Malik El Djebena (Tahar Rahim) an Arab and a Corsican, enters prison for a 6-year sentence, at 19. Nineteen is older than the age Genet described as “too hard” in the potentialized prison ecstasy. Ecstasy this is not. Malik cant get out of himself, but which side actually, self, or other, entraps him? This becomes problematic right away, as Malik identified for his Corsican side is told by the Corsican mob to gain access to an Arab who has come on to him in the showers.  Maliks character expresses with furtive pacings and hair-combings an I-cant-believe-this-shit . Can he do what he must to survive? Then what? Then: vision.  The seer turns prophet.  And sees ambition he hardly knew to expect.

A Prophet

A Prophet

The Corsican prison jefe is Cesar Luciani, Niels Arestrup, a Dane who speaks perfect French and does an incredible job expressing with quick moves and downcast eyes the brute force of the films stolid progression from inside to out and inevitably back in. His forbearance sitting on the bench in the yard surrounded by rough trade suggests a stage actors modulation of face and surprise gesture. The intense cinematography keeps you seeing the prison effectively as stages, cubes that interlock unexpectedly in the cells, the yard, the shower, all places where men are boxed in. The kindness of the troubadour who looks back at Malik, whom Malik keeps looking back at, is the intense double of such films that take “prison” drama into much more complex symbol than gangster flick construes. No sentimentalizing affects the power of this film about how a young delinquent learns to experience corruption as a force of visionary power. See this movie.

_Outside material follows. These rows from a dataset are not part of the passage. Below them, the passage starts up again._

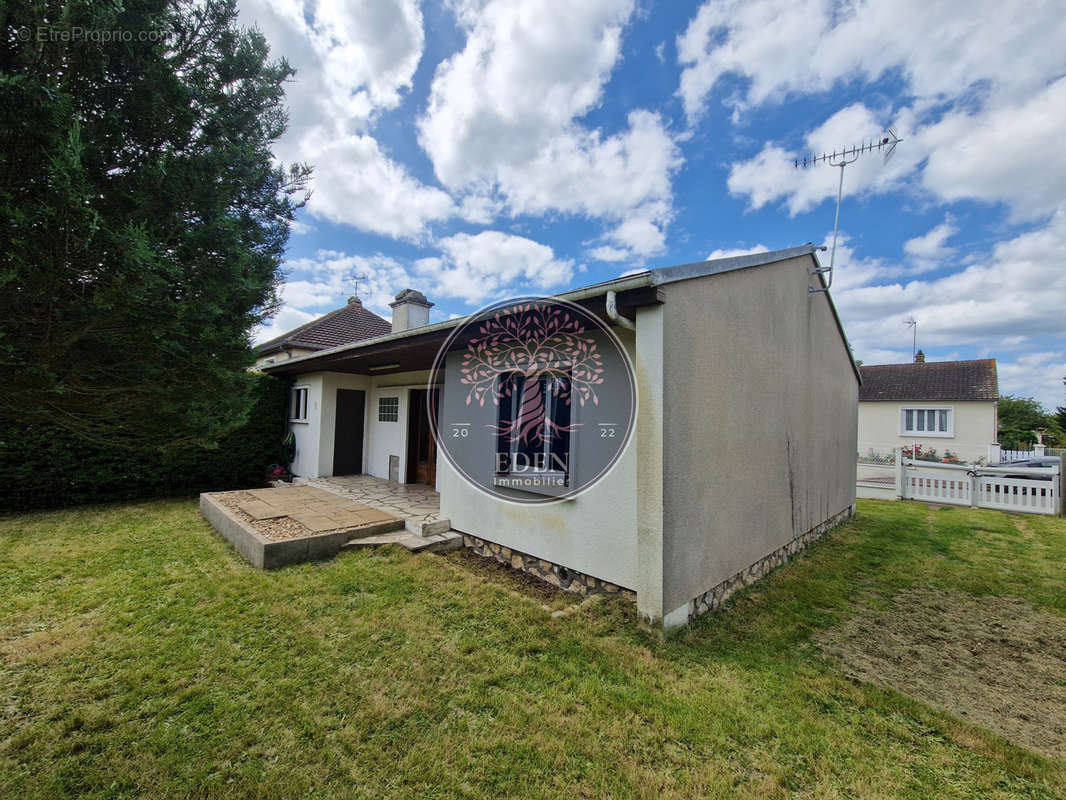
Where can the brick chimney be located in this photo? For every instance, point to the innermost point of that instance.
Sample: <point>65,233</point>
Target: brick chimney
<point>409,309</point>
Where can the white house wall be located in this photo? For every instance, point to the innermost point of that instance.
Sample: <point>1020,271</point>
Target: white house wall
<point>308,434</point>
<point>332,382</point>
<point>759,422</point>
<point>973,428</point>
<point>315,438</point>
<point>594,533</point>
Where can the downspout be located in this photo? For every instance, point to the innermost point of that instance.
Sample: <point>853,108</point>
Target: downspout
<point>612,313</point>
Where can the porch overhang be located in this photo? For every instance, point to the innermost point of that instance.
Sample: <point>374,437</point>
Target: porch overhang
<point>416,350</point>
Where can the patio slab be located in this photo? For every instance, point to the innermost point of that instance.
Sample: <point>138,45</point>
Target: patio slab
<point>275,527</point>
<point>417,505</point>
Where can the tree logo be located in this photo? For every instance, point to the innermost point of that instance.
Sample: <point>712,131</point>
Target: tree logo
<point>534,400</point>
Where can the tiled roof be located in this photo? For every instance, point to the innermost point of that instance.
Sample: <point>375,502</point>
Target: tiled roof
<point>340,326</point>
<point>931,381</point>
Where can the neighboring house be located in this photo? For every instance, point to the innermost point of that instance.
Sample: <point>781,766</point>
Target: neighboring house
<point>339,326</point>
<point>743,449</point>
<point>947,406</point>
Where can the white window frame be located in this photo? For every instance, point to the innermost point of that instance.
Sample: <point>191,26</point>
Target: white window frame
<point>904,431</point>
<point>294,403</point>
<point>392,408</point>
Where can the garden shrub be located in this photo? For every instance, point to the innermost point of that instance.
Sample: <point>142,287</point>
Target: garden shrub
<point>45,466</point>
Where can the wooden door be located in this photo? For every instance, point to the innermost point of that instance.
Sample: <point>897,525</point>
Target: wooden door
<point>421,445</point>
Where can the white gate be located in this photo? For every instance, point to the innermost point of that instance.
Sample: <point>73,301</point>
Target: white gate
<point>981,486</point>
<point>937,485</point>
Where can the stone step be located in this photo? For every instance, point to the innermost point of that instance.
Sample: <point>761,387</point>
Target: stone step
<point>374,529</point>
<point>425,529</point>
<point>435,542</point>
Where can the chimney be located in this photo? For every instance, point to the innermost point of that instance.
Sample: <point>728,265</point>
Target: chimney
<point>409,309</point>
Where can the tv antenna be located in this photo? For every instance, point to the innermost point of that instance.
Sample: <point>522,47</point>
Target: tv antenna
<point>913,323</point>
<point>886,143</point>
<point>355,278</point>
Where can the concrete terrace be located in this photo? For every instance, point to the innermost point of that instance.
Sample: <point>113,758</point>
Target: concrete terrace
<point>417,505</point>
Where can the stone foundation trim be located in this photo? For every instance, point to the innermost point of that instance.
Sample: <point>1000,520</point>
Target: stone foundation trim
<point>712,598</point>
<point>568,580</point>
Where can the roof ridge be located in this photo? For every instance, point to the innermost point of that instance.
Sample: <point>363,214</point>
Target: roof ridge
<point>294,335</point>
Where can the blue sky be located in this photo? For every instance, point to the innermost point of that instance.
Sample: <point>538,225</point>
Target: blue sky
<point>475,150</point>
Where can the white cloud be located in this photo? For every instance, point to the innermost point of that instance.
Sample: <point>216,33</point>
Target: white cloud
<point>1035,374</point>
<point>939,49</point>
<point>772,175</point>
<point>477,268</point>
<point>472,268</point>
<point>983,115</point>
<point>730,252</point>
<point>607,253</point>
<point>1011,153</point>
<point>1020,286</point>
<point>357,185</point>
<point>927,250</point>
<point>502,120</point>
<point>354,59</point>
<point>284,321</point>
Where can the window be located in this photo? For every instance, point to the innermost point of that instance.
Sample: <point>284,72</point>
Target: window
<point>935,421</point>
<point>297,404</point>
<point>536,458</point>
<point>388,410</point>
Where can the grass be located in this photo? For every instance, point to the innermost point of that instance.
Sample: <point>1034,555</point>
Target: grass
<point>140,656</point>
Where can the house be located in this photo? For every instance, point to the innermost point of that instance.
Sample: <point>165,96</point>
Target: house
<point>729,382</point>
<point>945,408</point>
<point>339,326</point>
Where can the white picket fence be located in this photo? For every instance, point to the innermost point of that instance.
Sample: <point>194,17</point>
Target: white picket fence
<point>1016,454</point>
<point>981,486</point>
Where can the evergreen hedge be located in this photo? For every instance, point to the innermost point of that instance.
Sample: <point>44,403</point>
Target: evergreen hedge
<point>44,466</point>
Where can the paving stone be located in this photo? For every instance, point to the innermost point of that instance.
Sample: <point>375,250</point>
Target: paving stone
<point>259,510</point>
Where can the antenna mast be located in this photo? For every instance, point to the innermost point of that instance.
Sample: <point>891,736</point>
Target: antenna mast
<point>913,323</point>
<point>884,144</point>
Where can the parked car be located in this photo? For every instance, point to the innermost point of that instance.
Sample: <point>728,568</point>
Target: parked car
<point>1051,463</point>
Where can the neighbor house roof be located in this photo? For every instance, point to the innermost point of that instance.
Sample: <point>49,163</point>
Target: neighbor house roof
<point>931,381</point>
<point>340,326</point>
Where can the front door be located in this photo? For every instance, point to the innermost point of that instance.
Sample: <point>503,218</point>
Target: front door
<point>421,446</point>
<point>348,435</point>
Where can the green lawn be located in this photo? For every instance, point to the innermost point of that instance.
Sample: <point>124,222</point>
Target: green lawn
<point>140,656</point>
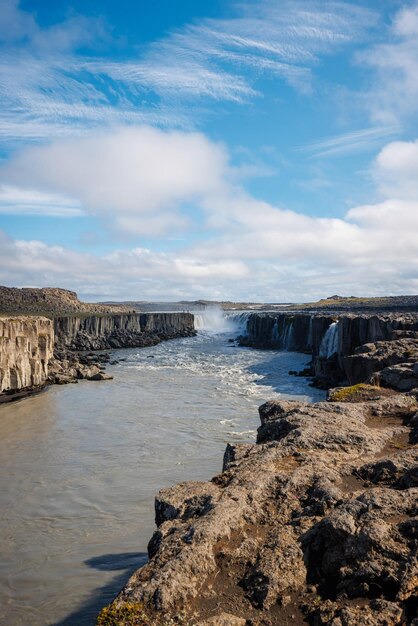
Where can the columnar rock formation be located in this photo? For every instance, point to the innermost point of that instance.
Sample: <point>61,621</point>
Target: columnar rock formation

One thing we can say with certainty we dont understand is male on male relations in other cultures, whether those be the omerta code of Corsica or networks of couriers and distant relations arbited by elders in spots like Tangiers or Gaza. Gaza as possibly the most unstable border of the world is the precinct of Ajami, the other Academy Award foreign film nominee with Arab characters and subject matter — this one made in Israel. The Israeli view is of Gaza in which a very circular and running-backward stories includes naturalized Israelis and illegal workers from Palestine and the army-checkpoint corpus whose identities are as nebulous and possibly perilous as the border.

I saw Ajami in New York and when I called David to ask his opinion he called it an Israeli Mean Streets.

In a way. A factor of haplessness applies. Even to the point that you could also think about Spike Lees Do the Right Thing. But here the explosion is not storefronts crashing in as what is called “random” between Muslims, Christians and Jews in Israel, the round-the-corner element of inescapable brutality.

In considering the subtlety of the colonizer in these two movies I went back to look at the Bridge on the River Kwai trailer. It has in post World War II melodrama Bill Holden shouting at Jack Hawkins not to be “crazy with courage. For what?”  he asks.

“For what?” The line applies to Ajami though the answer might be only: For hatred.